Perante este sofrimento e esta grandeza de olhar a vida, sinto-me simplesmente pequenino e por isso mesmo, preso de modo muito especial a este livro que considero uma obra-prima da literatura que se faz nos Açores. E não uso a expressão “literatura açoriana”, de que gosto imenso, apenas para evitar tentações redutoras de regionalismos limitativos, quando sou apologista do regionalismo universalizante que em Adelaide Freitas atingiu um patamar ímpar em Nordeste: E no Princípio Era a Ilha, ou ainda a Viagem ao Centro do Mundo, para não falar na sua memorável tese de doutoramento: Moby Dick A Ilha e o Mar – Metáforas do Carácter do Povo Americano, tudo ainda com o nome de Adelaide Batista.
Toda esta e muita mais obra escrita pela autora do Sorriso por Dentro da Noite é de uma grandeza que nunca é demais relembrar, essencialmente porque Adelaide Freitas não chegou ainda ao conhecimento do grande público açoriano como já devia, há muito, ter acontecido.
Ainda há meses, outro grande escritor açoriano, Álamo Oliveira, escrevia, desassombradamente, como é seu timbre, que Adelaide Freitas está no limbo da memória colectiva.
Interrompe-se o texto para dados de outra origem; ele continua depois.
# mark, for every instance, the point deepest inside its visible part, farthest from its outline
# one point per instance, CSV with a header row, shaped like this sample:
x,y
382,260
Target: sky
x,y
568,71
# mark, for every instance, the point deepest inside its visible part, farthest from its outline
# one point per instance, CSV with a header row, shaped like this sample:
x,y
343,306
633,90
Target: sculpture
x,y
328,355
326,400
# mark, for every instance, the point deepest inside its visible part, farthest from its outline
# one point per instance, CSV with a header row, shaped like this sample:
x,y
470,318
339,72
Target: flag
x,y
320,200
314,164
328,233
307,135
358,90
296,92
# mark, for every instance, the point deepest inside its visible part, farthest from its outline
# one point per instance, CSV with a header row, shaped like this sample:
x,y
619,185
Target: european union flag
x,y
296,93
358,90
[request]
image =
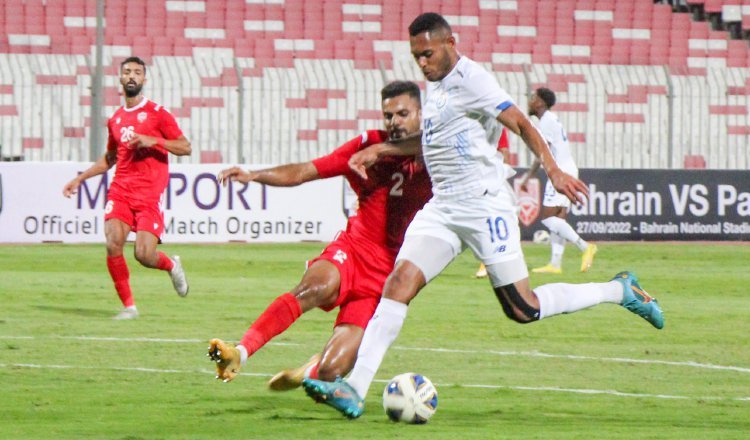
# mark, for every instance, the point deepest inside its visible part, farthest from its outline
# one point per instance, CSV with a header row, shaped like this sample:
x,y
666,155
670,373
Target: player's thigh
x,y
319,286
430,243
116,232
513,271
554,199
145,248
340,353
489,226
149,217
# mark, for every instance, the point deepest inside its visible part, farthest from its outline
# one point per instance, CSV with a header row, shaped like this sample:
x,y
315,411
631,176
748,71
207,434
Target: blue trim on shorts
x,y
504,105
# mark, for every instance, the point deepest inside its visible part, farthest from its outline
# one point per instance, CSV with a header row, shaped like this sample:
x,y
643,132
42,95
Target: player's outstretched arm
x,y
101,166
564,183
179,147
364,159
283,175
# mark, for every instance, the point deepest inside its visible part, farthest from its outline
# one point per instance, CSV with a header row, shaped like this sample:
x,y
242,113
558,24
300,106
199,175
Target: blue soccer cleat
x,y
638,301
339,395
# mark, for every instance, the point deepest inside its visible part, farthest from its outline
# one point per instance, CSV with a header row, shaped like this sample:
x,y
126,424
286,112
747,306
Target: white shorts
x,y
553,198
488,225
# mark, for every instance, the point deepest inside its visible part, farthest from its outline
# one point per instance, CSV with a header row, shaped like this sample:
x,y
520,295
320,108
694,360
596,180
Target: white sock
x,y
243,353
557,245
558,298
560,227
381,332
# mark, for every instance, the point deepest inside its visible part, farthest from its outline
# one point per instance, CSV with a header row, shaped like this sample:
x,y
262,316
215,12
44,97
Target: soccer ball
x,y
541,237
410,398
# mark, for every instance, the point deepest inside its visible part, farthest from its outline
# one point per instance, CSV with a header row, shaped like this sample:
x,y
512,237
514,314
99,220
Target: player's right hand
x,y
363,159
235,174
71,188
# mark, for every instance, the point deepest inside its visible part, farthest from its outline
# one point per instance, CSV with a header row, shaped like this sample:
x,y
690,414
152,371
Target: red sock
x,y
314,371
282,313
164,263
118,270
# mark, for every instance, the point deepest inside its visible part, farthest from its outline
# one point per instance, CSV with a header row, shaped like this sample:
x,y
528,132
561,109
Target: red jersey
x,y
397,187
503,142
141,173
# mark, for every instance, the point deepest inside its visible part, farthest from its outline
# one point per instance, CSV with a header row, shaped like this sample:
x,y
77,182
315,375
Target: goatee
x,y
132,92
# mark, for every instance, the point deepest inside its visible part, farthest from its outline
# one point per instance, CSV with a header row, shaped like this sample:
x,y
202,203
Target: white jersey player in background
x,y
555,205
472,207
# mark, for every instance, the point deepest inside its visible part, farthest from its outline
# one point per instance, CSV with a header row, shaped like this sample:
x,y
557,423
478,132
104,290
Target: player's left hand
x,y
572,188
234,174
142,141
363,159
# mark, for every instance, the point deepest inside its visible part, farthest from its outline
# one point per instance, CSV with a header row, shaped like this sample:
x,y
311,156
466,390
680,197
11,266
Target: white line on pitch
x,y
435,350
481,386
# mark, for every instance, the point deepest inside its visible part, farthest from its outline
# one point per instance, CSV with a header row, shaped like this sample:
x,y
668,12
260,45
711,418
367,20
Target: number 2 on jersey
x,y
498,229
398,187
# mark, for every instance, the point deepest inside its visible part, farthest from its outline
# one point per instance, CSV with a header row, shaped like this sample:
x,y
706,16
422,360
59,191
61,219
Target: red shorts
x,y
139,215
363,268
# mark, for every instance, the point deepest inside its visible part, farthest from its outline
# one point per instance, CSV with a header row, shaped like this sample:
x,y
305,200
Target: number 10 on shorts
x,y
498,229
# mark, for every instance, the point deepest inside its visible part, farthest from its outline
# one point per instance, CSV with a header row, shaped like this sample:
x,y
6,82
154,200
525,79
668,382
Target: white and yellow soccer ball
x,y
410,398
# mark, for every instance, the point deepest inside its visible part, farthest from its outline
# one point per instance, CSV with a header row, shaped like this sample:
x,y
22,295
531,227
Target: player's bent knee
x,y
514,306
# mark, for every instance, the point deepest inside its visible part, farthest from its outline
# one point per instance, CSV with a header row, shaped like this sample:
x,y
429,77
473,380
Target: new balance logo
x,y
340,256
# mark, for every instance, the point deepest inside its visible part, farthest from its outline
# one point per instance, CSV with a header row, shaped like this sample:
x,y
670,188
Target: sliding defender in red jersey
x,y
350,272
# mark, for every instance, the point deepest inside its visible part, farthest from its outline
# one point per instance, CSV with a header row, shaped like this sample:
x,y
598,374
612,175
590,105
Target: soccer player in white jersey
x,y
555,205
472,207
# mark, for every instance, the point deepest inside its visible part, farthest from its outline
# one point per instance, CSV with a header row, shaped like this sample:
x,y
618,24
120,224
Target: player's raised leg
x,y
116,231
421,258
522,304
319,287
340,352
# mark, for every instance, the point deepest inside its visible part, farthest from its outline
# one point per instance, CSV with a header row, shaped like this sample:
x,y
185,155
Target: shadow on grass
x,y
95,313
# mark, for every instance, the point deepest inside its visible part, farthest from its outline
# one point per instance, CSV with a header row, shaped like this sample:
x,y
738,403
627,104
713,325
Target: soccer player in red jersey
x,y
351,271
141,136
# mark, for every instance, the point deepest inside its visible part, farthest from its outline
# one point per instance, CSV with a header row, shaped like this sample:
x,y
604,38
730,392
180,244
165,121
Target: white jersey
x,y
554,133
460,132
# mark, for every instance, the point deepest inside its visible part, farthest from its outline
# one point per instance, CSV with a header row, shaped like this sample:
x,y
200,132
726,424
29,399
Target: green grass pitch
x,y
67,370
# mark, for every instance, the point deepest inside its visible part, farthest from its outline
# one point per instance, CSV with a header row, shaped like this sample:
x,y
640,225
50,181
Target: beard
x,y
132,90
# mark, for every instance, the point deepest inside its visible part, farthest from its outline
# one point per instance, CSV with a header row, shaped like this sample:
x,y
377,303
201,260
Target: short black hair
x,y
136,60
546,95
398,88
428,22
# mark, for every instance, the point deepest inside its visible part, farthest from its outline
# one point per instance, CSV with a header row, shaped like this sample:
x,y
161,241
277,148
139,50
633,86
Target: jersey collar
x,y
137,107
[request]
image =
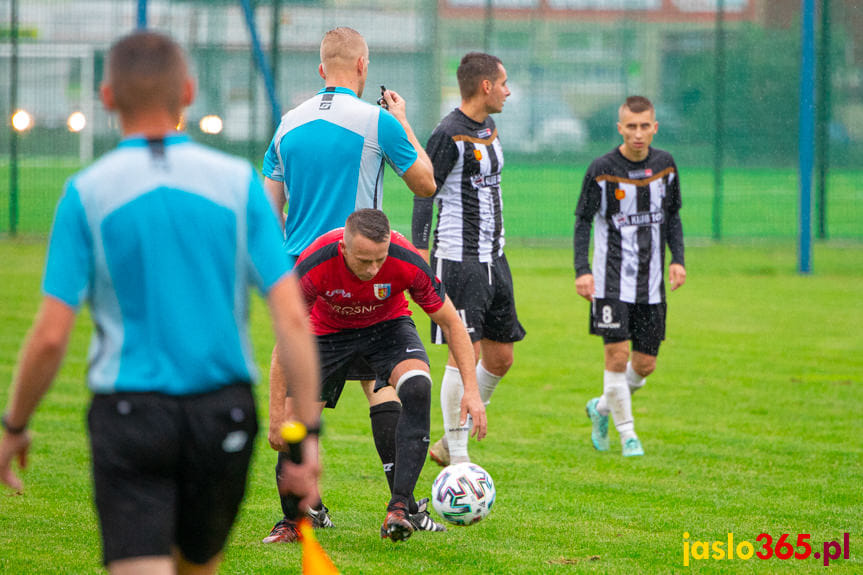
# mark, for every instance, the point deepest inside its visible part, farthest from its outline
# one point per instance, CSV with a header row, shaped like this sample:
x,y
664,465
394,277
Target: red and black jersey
x,y
339,300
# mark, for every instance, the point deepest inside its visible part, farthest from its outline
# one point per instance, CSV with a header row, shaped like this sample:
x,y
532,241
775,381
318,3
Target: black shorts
x,y
170,470
618,321
365,354
483,295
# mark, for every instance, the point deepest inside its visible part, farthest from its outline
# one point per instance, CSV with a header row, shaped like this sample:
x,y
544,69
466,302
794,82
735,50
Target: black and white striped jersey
x,y
467,158
635,210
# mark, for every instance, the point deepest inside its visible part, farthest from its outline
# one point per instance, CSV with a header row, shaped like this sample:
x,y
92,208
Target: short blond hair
x,y
636,105
341,47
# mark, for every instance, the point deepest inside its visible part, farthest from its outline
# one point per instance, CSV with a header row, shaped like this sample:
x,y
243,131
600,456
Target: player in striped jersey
x,y
631,196
469,238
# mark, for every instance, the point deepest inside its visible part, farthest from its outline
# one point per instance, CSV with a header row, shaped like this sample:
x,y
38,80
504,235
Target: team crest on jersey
x,y
639,174
382,291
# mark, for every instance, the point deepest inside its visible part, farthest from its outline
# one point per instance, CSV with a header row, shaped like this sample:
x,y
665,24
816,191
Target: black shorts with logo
x,y
366,353
618,321
483,295
170,470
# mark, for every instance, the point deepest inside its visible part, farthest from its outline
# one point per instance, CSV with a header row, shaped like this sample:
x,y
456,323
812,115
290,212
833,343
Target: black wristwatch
x,y
12,430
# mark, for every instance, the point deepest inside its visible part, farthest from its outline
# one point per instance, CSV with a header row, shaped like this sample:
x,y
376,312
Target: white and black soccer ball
x,y
463,493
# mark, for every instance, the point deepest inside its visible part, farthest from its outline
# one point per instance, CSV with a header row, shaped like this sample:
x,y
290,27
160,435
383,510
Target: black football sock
x,y
412,434
385,419
288,502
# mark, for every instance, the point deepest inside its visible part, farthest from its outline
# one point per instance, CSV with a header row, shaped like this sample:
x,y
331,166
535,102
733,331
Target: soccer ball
x,y
463,493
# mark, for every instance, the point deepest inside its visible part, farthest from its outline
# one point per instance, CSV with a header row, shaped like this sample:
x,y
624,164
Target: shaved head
x,y
340,49
147,71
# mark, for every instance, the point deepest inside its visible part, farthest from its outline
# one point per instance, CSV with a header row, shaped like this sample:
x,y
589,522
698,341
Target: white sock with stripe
x,y
451,392
617,397
633,380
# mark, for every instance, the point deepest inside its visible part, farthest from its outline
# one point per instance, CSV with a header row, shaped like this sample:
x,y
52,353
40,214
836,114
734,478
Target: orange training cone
x,y
315,559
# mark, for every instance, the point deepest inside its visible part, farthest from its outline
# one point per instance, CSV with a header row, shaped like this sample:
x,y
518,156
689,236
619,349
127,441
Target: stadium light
x,y
22,121
211,124
76,122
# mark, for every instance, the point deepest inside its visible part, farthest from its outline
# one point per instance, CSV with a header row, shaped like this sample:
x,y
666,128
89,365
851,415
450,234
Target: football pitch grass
x,y
751,424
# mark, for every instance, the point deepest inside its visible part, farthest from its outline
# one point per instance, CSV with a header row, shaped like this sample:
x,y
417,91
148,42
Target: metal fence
x,y
724,75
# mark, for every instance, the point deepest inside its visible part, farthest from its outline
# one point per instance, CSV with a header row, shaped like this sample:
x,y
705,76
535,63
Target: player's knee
x,y
414,389
498,365
643,365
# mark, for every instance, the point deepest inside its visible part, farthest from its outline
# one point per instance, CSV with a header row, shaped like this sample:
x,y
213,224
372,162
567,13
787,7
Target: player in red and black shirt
x,y
354,280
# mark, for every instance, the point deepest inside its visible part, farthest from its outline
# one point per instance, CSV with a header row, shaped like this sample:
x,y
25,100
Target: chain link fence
x,y
724,76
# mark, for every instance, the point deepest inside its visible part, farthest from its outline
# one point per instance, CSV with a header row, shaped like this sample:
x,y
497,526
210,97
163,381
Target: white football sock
x,y
486,381
633,380
451,392
616,393
602,406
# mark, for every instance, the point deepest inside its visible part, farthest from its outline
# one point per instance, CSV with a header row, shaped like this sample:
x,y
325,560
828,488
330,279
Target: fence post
x,y
806,132
823,122
13,133
719,126
142,14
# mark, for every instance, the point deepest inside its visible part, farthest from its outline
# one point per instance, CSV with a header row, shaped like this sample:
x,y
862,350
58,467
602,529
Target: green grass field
x,y
540,200
750,425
E não está sozinha. Tem a companhia de muitos outros, desaparecidos ou não e que estão à espera de nada. No entanto, nem ela, nem os seus livros merecem tamanho silêncio. Infelizmente, ela não voltará a surpreender-nos através da escrita. Mas surpreender-nos-á sempre através dos livros publicados, pois em cada ensaio de tema social ou literário ficou a sua inteligência, o seu poder analítico, a sua capacidade de convencimento, os seus saberes de âmbito universalista.
E sobre este romance, o mesmo escritor açoriano diria que é, na verdade, um livro de releituras, porque, na sua trama estrutural, há como que um mar de propostas de entendimentos que nos conduz para opções diversas, para diferentes estados emocionais e até para conclusões interpretativas plurissignificantes. Em cada leitura caberá sempre um olhar outro e as personagens, que Adelaide Freitas vai pacientemente construindo ao longo da sua narrativa, continuando as mesmas, deixam, ao leitor, como que uma espécie de liberdade para a reinvenção ou para adendar pormenores de caracterização.
E é isto mesmo que eu sinto e por isso aguardo uma tradução de que há muito já se fala e sonho com esta obra como o guião perfeito para um trabalho de ficção cinematográfica imorredouro. Noutro país e noutra dimensão cultural já teria acontecido.
Daniel de Sá, conhecido pela sua exigência e perfeccionismo, diria deste romance que «Esta é a história dos «emigrados» que ficam, aqueles que partem sem sair da ilha, porque vai o melhor deles com quem lhes leva as memórias e os sentimentos, falando todos a mesma voz, numa espécie de discurso indirecto na primeira pessoa, o que não quebra o ritmo da leitura, o turbilhão das ideias».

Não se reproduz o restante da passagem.